I’d like to extend my apologies to my readers for my short holiday from the blogging world. I am finally back to writing after almost a two week break with many stories to tell. You may remember that in my last post, To Be a Tourist or Not to Be a Tourist, I was questioning the notion of whether or not to follow the tourism route versus being content with and getting to know the place I am in now. In slight contradiction to my previous conclusions, I recently had a friend visit from the US and we experienced a full day of sightseer activities in Edinburgh.
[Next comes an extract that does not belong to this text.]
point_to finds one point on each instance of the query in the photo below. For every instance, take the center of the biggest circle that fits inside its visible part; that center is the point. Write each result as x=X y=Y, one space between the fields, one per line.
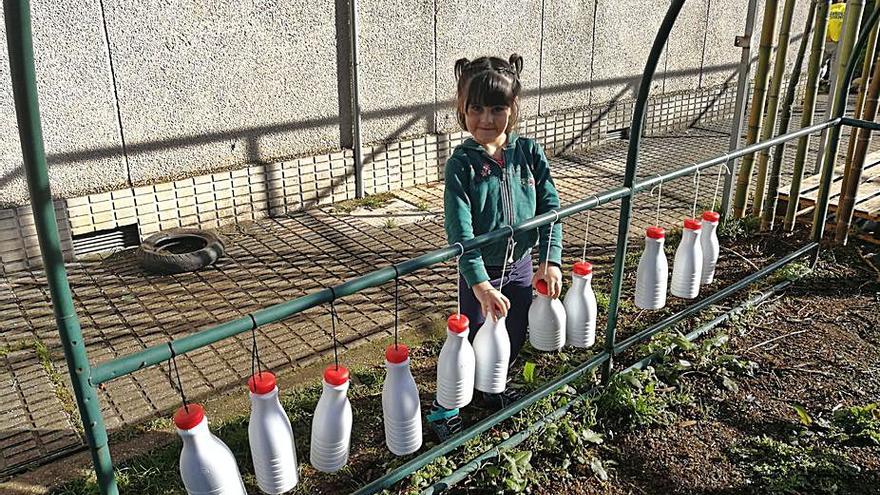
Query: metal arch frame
x=85 y=377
The one hour and fifteen minute train ride from Uddingston to Edinburgh lulled me into a sleepy stupor. Occasionally I opened my eyes to glance at a field full of sheep or a passing station where shivering passengers waited patiently for the next train. We finally arrived to Waverly Station and into the bustling city center alive with Christmas chaos.
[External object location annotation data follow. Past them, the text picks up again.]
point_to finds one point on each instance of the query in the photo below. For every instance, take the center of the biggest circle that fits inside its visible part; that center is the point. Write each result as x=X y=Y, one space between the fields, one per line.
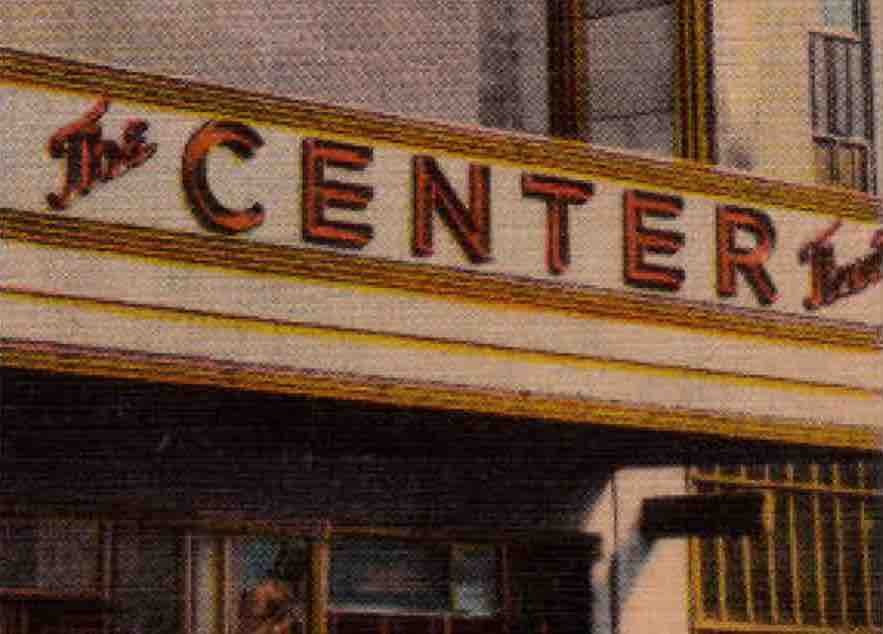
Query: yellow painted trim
x=518 y=404
x=525 y=151
x=500 y=291
x=356 y=336
x=693 y=107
Our first touristy stop was the Scott Monument, a Victorian Gothic monument in honor of Scottish author and poet Sir Walter Scott. The monument sits on Princes Street and resembles an old gothic cathedral. The giant structure offers several viewing decks at varying heights with fantastic panoramic views of the city of Edinburgh. We climbed 287 steps up a series of narrow spiral stone staircases to the top. Dizzy and slightly claustrophobic from the climb, I stumbled onto the top deck and gasped when I peered down to the street 200 feet below me. I’m not sure if it was the bitter chill in the wind or my slight fear of heights that took my breath away, but I decided this wasn’t a place I could stay for long. I quickly snapped my photos of the impressive panoramic view and made my way back to the claustrophobic, winding staircase. Two fears conquered in an hour: heights and small spaces.
The next stop on our touristic journey was a place called The Scottish Whiskey Experience on the Royal Mile. It is here that whiskey enthusiasts (or curious individuals like myself) go to learn the Scottish distillery process and to have a taste of the stuff that is famous worldwide. We got a brief overview of the process and learned about the four whiskey regions: The Highlands, Lowlands, Islay, and Speyside. Each region’s whiskey has its own distinct flavors and aromas. It is said the secret ingredient which gives Scottish whiskey a superior taste is Scottish water, considered the purest and most delicious water in the world. After picking up some whiskey knowledge, we of course had a taste.
One of the most interesting parts of the tour was a display of the world’s largest whiskey collection that once belonged to a Brazilian whiskey enthusiast, Claive Vidiz. Over his lifetime, Claive amassed over 3,000 bottles of whiskey from around the world in his private collection which now belongs to the Scottish Whiskey Experience.
The third stop on our journey was an Underground City tour by Mercat Tours. The South Bridge in Edinburgh has a series of underground vaults built into the nineteen arches of the bridge. The South Bridge Vaults were completed in the late 1700s and once served as taverns and shops full of craftsmen and cobblers. Due to the wet conditions of the vaults that were never properly sealed to keep water out, the legitimate businesses left.
The vaults soon became home to criminal activity and illicit trade including serving as a storage area for dead bodies that had been dug up by body snatchers. Body snatching was a lucrative business at the time when cadavers were in high demand and short supply at local medical colleges. Murder and robbery plagued the vaults. Famous serial killers Burke and Hare are rumoured to have hunted and murdered their victims here and sold the corpses to the medical schools.
After the criminals had moved out, Edinburgh’s poorest moved in. The vaults were cramped, unhygienic living conditions with no sanitation or running water. But for these poor citizens, the vaults provided shelter from the harsh elements above ground. The vaults have a tough history and are said to be extremely haunted. There have been countless reports of paranormal activity and ghost sightings… if you believe in that sort of thing.
Our final stop was at the German Christmas Market where we grazed the stalls for delicious snacks and treats and finished off the evening with a tall, delicious Hefeweizen. The ice rink was bustling with Christmas cheer and Christmas lights were aglow.
Although I hate to fall into the tourism trap, sometimes it really is interesting and entertaining to let your tourist flag fly… as long as it’s in moderation.